The next calculation that occurred to the curiosity of the Snowflake was far easier to make, but far more disturbing.
From the Pyramids’ navigation systems they learned that the next planetfall was still over a thousand years away. Nor was that a particularly long voyage for the Pyramid planet. Under average, if anything.
So. . .
Assuming that an average trip lasted two thousand years. Assuming that at least half of the target planets did, in fact, fail to produce Components worth harvesting. Assuming that the Components already observed represented separate planets of origin. . . .
Then the Snowflake’s best guess was that the Pyramids had been busy wandering around the Galaxy and doing their thing for something like—
Two
Million
Years.
When the Snowflake attained that estimate they contemplated it in stark silence for a moment.
Then they began to laugh.

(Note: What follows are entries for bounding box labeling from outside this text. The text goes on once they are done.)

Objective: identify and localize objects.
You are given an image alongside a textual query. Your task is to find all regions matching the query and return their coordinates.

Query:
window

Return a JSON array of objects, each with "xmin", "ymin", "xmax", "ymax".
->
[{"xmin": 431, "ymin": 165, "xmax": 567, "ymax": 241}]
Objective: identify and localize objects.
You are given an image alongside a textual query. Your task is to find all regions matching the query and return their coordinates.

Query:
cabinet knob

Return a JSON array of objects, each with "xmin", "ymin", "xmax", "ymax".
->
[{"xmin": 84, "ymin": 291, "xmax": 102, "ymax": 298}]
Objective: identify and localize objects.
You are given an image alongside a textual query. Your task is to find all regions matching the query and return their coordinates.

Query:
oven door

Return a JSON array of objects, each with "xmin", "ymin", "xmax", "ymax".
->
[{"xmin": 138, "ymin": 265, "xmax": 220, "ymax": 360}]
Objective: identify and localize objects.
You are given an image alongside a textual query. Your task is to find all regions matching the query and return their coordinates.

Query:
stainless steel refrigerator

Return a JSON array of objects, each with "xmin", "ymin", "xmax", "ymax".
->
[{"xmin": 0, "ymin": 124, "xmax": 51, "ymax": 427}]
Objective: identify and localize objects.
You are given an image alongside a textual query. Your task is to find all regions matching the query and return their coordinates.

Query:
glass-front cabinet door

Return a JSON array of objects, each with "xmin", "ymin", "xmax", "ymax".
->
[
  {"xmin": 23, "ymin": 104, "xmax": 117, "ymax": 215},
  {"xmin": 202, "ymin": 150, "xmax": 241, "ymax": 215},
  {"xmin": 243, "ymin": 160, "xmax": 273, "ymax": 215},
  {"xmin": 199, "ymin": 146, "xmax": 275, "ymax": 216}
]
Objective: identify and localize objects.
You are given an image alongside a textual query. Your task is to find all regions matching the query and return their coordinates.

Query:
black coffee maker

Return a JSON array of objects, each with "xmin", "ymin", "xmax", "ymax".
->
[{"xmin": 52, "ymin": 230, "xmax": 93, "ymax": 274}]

What else was there to do?
Some of the races who did the Pyramids’ work were pretty thin on the ground—a dozen of this, only a handful of that. No doubt they were the oldest. No doubt most of the earliest
Components had finally worn out, as living things ultimately must. First In, First Out. When their error factors began to exceed permitted levels they would have been honorably retired from service. (That is, recycled to make soups for the survivors.)